The frames were fabricated by Peter Hall. The stained glass was made by the studio of Sturdy Lange in Los Angeles. This firm was a partnership between Harry Sturdy (dates unknown), an artist and decorator from Chicago, and Emil Lange (1866-1934), a businessman from Davenport, Iowa.  The partnership lasted only about five years, between 1906 and 1910, during which time they created the finest of Greene & Greene's stained glass. The lanterns are similar in materials and construction to other stained glass Sturdy Lange produced for the Greenes, including the celebrated front door, windows, and light fixtures of the David B. Gamble house (Pasadena, 1907-1909). The glass, in warm tones of brown, moss, amber, ecru, and white, is heavily iridized on the surface to reflect a rainbow of colors when the lanterns are not lit.  This glass, similar to that used by Frank Lloyd Wright for his windows in the Susan Lawrence Dana house (Springfield, Illinois, 1902-1904), was made by American glassmakers in Brooklyn, West Virginia, or Indiana. Like the lampshades of Tiffany Studios, the pieces of glass are assembled with copper foil to form a strong, rigid panel. The foil was trimmed and modeled into an uneven, thick-and-thin line that is also textured with ridges and mounds, lending shape and organic form to the flowers and leaves. Borrowing another technique from Tiffany Studios (and others), pieces of glass are layered here and there, so that the center of a lily pad or the petal of a flower projects from the surface of the panel, adding additional dimensionality.
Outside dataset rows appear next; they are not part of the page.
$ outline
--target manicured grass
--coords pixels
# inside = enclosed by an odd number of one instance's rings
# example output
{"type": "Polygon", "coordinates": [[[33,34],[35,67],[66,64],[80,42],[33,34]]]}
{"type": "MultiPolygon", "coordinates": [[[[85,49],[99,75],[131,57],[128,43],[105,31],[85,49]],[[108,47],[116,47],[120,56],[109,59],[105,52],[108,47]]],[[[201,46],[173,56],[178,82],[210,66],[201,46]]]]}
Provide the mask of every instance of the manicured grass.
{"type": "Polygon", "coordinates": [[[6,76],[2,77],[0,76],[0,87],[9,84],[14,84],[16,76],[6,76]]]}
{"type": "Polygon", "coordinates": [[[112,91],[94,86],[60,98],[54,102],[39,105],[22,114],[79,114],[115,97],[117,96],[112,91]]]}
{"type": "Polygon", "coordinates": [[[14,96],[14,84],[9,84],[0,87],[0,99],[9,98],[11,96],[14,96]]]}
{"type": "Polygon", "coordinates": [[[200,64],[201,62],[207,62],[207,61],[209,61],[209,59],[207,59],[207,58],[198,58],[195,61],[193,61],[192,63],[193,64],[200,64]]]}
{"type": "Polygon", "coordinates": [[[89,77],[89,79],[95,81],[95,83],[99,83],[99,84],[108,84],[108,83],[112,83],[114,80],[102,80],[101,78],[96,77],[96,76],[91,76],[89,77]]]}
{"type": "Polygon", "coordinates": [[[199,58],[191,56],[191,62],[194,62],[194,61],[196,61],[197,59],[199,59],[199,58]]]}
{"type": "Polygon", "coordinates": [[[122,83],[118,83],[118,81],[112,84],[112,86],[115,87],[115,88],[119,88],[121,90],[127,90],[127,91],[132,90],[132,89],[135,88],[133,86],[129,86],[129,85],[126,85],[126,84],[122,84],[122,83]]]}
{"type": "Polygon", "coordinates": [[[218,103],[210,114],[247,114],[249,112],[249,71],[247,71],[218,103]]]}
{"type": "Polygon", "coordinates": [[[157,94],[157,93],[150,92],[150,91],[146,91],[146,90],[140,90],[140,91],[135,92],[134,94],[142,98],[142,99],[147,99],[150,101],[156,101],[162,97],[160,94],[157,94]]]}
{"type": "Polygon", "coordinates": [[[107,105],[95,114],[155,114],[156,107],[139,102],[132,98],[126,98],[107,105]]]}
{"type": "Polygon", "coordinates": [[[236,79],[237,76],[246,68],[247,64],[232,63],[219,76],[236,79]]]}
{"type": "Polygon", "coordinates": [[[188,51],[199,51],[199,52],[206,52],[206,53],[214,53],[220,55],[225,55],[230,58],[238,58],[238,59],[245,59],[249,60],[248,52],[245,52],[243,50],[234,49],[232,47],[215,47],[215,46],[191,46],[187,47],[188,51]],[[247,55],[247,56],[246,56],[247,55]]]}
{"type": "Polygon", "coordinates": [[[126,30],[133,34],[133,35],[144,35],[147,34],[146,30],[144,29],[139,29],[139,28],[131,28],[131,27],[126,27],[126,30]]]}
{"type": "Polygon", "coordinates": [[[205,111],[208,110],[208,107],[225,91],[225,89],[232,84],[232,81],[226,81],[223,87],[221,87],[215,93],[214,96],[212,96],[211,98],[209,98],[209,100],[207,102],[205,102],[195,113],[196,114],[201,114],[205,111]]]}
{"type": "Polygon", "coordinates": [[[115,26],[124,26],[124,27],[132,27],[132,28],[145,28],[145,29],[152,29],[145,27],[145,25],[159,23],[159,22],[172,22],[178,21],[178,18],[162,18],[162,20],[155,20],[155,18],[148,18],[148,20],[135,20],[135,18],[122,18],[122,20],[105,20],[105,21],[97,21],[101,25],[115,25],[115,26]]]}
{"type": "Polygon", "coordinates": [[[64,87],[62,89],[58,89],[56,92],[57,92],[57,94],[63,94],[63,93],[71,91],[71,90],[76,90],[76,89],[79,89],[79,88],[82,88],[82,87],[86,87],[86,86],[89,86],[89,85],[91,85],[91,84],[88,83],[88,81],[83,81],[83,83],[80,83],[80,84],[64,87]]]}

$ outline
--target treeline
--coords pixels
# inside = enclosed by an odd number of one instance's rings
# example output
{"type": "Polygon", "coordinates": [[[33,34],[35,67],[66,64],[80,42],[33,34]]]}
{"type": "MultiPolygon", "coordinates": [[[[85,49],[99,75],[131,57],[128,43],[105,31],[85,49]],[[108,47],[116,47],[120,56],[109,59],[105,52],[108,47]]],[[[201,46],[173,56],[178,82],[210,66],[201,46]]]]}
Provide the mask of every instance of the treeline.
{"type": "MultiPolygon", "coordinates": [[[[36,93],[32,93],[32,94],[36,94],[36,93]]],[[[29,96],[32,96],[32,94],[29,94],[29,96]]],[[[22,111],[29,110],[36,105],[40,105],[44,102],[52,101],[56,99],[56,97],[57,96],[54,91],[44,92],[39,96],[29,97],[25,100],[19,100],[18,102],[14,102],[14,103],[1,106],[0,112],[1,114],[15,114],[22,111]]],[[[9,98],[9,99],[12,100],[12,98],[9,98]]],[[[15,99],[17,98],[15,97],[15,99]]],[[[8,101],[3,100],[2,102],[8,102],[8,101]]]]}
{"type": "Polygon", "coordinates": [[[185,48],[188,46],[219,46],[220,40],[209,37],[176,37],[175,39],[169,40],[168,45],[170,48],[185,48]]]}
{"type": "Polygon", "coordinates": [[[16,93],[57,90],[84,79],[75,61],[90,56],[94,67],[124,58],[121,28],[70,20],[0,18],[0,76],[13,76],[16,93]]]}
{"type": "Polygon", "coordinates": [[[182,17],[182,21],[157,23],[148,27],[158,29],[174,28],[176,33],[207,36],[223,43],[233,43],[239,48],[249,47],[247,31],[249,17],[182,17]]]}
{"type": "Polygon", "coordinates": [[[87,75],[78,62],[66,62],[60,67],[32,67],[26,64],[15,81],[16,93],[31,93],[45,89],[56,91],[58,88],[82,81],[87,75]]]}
The six lanterns illuminated the living room in two rows of three. The Greenes designed five side panels and three bottom panels. The side panels were organized into three arrangements that utilized four of the designs, repeating them twice in the same order: 1-2-3-4-1-2-3-4, 4-2-3-5-4-2-3-5, and 5-2-1-4-5-2-1-4. Each arrangement was used for two lanterns. Each lantern in the pair has a different bottom panel, ensuring that no two lanterns are identical. The pairs of lanterns were placed diagonally from one another. This complicated arrangement provides both diversity and continuity, and illustrates the architects' passion for detail. Based on these patterns and historic images, the present lot likely hung over the piano near the entrance to the room. The Blacker lanterns, like the front doors of the Blacker and Gamble houses, are some of Greene & Greene's finest stained-glass work.